Successen worden er gevierd (‘ik ben dankbaar voor), kwetsbaarheid geveinsd (‘lang getwijfeld of ik dit zou delen) en bescheidenheid getracht (‘mag bekend maken dat’). Zo blijkt maar weer: elk platform heeft eigen mores en jargon. Het zijn stijlregels die dankbaar worden gepersifleerd:
Elke ondernemer of ambitieuze professional wordt uiteindelijk in enige mate (LinkedIn-)influencer, of-ie dat nou wil of niet. Het is de iktatuur: de dictatuur van het ik, dat gezien, gevierd en gedeeld moet worden.
Race to the bottom
Bedrijfspagina’s bereiken namelijk minder gebruikers dan persoonlijke profielen. Tesla heeft zo’n 20 miljoen volgers op X; Elon Musk heeft er 200 miljoen. Mensen doen liever zaken met andere mensen dan met een organisatie; marketeers noemden dat human-to-human-marketing (die term mag je briljant en/of vreselijk vinden).
Het Ik heeft dankzij sociale media een steeds belangrijkere plek in de maatschappij, bewijst ook de verkiezing van Time’s Person of the Year in 2006: You.

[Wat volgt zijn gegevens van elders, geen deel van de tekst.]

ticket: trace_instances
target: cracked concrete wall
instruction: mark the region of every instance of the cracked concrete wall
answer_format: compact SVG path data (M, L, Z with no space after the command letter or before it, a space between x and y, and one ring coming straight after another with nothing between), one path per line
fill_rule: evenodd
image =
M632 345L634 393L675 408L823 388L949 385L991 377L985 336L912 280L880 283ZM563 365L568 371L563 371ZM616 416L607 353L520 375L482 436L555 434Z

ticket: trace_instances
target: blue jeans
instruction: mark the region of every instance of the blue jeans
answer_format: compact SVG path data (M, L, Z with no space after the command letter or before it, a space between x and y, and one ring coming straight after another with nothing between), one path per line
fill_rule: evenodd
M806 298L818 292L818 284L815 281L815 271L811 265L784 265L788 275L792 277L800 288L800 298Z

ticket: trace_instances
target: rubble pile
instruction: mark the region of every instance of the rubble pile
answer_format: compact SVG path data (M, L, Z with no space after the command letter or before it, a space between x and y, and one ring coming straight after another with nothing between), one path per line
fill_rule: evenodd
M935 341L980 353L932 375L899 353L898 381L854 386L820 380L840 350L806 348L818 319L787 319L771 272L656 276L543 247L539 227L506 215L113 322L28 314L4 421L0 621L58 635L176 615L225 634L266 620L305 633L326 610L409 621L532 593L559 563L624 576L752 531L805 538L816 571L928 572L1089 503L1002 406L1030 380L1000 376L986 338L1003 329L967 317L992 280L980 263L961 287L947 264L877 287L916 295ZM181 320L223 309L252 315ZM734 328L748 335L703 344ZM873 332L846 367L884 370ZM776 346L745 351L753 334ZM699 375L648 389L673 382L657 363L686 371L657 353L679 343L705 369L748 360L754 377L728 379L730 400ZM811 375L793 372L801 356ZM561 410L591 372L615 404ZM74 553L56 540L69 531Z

LinkedIn staat bekend als een ethischer platform dan X, Facebook, Instagram en TikTok. Het zakelijke sociale medium investeert in een serieuze redactie, drijft niet op polarisatie (zoals X), verpest het zelfbeeld van kinderen niet (Facebook en Instagram) en maakt jongeren niet binnen een half uur moedwillig verslaafd (TikTok). Maar ook LinkedIn is sinds kort gevangen in de race to the bottom om aandacht en schermtijd.
LinkedIn volgt
TikTok groeide als kool, omdat korte filmpjes ervoor zorgen dat gebruikers langer in de app blijven. Jaloers op het succes van TikTok, lanceerde Instagram een soortgelijke feature: Reels. En YouTube ‘bedacht’ Shorts.
Sinds een maand volgt LinkedIn het voorbeeld van andere platformen en beloont makers van videocontent met meer bereik. Anekdotisch bewijs: mijn video’s krijgen 100.000 views, berichten met alleen tekst zo’n 1.000 kijkers (!).
Dankzij video’s blijven meer mensen langer op LinkedIn, zodat Microsoft (eigenaar van LinkedIn) meer advertenties verkoopt en dus meer aandeelhouderswaarde creëert. Kapitalisme en technologie schudden elkaar de hand in het ooit idealistische Silicon Valley.
Meer engagement met vloggen
Daarom mag verwacht worden dat elke ingenieuze ingeving van andere platformen wordt overgenomen door LinkedIn. Het brengt ons op de vraag of YouTube het voorland is van LinkedIn.
Wordt zakelijk Nederland niet alleen influencer, maar na verloop van tijd ook vlogger? Waren de TikTok-dansjes van ceo’s niet cringe genoeg? Volgens LinkedIn leveren video’s 1,4 keer meer engagement op dan andere formats op LinkedIn.
Frankwatching raadt aan een video niet langer te laten duren dan 90 seconden. Met andere woorden: lovenswaardig dat jouw bedrijf bezig is met een relativiteitstheorie 2.0, maar als het niet in een filmpje past van anderhalve minuut jammer dan.
De schaamte ervaren
Heijne, wederom, weet wat ondernemers en managers te wachten staat: ‘En dus moet je je positie voortdurend bevechten. Dat verklaart de verslaving aan clicks en likes, de behoefte om gezien te worden.’
‘Die verleiding om gezien te willen worden is onweerstaanbaar, maar ook is er schaamte – schaamte voor je eigen berekendheid, de al te opzichtige behoeftigheid, het alledaagse exhibitionisme van het kijk-toch-even-naar-mij.’ Schaamte die we allemaal, vroeger of later, ervaren als we voor LinkedIn onze camera in selfiestand zetten.